Saturday, April 28, 2012

Matt Drudge Rescue Mission to Moon's Washington Times

Salon.com's Lindsay Beyerstein has the story:

D.C.’s conservative newspaper, the Washington Times, has long been mocked for its crazy owner, the Rev. Sun Myung Moon. When he isn’t busy performing mass weddings, the billionaire Moon has been underwriting the money-losing paper — which, at a high point, once earned the personal praise of Ronald Reagan. Recently, however, the Times has struggled, not just because of the usual industry woes, but also because of infighting among the 92-year-old Moon’s heirs. Thankfully, the Times has had a helping hand from another famous right-wing eccentric: Matt Drudge.

For the past year, Drudge has provided the Washington Times with, on average, 46 percent of its monthly traffic. In November of 2011, the Drudge Report sent 4.7 million visitors to the Washington Times website, or 57 percent of all the Times’ traffic that month. By comparison, just 820,000 visitors actually accessed the Times through its homepage that November. (These numbers come from the Times’ internal Google Analytics statistics, which Salon obtained.)

The Drudge Report’s interest in the Washington Times is relatively recent. In November 2010, for example, it sent just 1.5 million readers to the paper’s website, less than a third of the readers it sent one year later. The Drudge Report began linking to the Washington Times with greater frequency in March 2011 — the same month, it so happens, that the Times hired a Drudge Report editor to write a weekly column for the paper.

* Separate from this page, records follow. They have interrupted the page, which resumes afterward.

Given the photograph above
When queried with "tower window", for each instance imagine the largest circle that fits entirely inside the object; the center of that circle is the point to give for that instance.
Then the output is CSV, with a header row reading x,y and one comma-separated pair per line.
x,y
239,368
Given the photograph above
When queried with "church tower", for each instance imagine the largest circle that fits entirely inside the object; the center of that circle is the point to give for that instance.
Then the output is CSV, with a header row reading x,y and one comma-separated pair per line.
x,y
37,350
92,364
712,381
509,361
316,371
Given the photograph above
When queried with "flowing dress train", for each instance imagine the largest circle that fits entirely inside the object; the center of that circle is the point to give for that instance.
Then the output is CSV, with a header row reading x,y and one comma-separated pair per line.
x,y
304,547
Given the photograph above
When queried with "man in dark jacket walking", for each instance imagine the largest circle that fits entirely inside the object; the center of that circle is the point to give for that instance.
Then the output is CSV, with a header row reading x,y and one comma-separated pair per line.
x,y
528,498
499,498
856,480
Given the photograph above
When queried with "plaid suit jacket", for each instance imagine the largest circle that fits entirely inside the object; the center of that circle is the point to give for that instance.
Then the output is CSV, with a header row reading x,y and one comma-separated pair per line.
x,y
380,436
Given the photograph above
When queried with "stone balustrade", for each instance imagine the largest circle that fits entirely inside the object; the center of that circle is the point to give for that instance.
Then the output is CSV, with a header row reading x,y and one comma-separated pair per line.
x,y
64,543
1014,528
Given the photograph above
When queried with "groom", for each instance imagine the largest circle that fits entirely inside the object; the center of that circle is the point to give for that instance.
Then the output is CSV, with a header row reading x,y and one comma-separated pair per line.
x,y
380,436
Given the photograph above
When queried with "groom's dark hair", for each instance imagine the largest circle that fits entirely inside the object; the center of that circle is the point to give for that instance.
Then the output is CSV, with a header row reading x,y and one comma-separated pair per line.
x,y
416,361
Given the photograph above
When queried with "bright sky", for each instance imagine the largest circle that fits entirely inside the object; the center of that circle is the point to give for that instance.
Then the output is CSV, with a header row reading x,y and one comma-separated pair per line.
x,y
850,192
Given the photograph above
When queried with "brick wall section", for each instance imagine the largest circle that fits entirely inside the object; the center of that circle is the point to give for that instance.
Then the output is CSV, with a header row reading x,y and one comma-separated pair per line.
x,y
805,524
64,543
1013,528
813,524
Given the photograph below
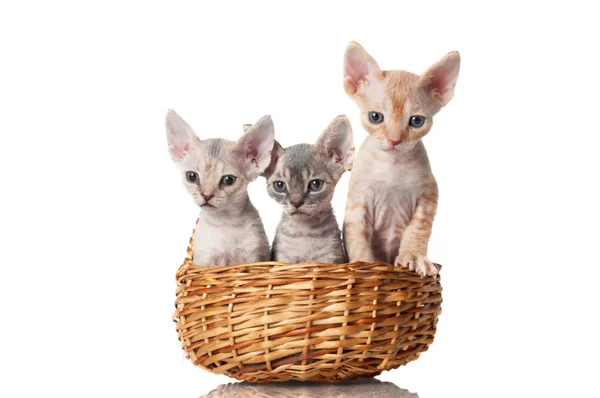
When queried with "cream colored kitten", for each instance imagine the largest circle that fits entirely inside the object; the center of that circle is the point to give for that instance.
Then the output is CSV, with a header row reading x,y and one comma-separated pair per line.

Joseph Curl, a veteran political journalist and longtime friend of Drudge who had worked for the Drudge Report as an editor since May 2010, joined the Times that month. Curl’s first column coincided with a 30-person hiring spree. And in May 2011 — the last time Drudge referrals to the Times dipped below two million — it became clear that Drudge was employing another Washington Times hire from March 2011, Charlie Hurt, who had quietly left his job as the New York Post’s Washington bureau chief several months earlier. Hurt’s first Times op-ed ran the same week as Curl’s.

Both Curl and Hurt still work for Drudge, though you wouldn’t know it from their Washington Times columnist bios, which do not mention their other work. The jump in Drudge Report links to the Washington Times coincides perfectly with their hires. From April 1, 2011, through March 31, 2012, Drudge referred 39.4 million readers to the Washington Times’ website. In that same period, one year earlier, he referred less than half as many readers, just 19.6 million.

Are Hurt and Curl channeling traffic from one employer to another? And could the Times have hired Hurt and Curl with the expectation that the site would benefit from their jobs at Drudge? Hurt, Curl and Drudge, along with the Washington Times president, Tom McDevitt, all declined to comment. However, as editors at the Drudge Report, a famously small and close-knit shop, it seems unlikely that they are unaware of — or unconnected to — the sudden boom in Washington Times links. Both men have also personally benefited from their dual employment, as the Drudge Report has given their Washington Times’ columns coveted spots on the website’s blogroll. (Such a black box is the Drudge Report editorial apparatus that Curl and Hurt declined to comment on what their specific roles are at Drudge or whether, in fact, they even worked there still. A Washington Times insider says that both, however, continue to work for Drudge.)

Drudge is famous, of course, for his power in conservative circles. He is credited with helping put Mitt Romney over the top in the Republican primary, even coming under attack from Rick Santorum. Like Romney, the Washington Times can also credit much of a recent turnaround to Drudge. While the paper survives, as always, on the largesse of the Moon family, Drudge has helped the paper’s website restore traffic to the levels it enjoyed in the mid-2000s, before the economy and Moon family squabbles gutted the paper and its website. The man who became famous for nearly toppling a president now appears to be using his influence to prop up a right-wing paper.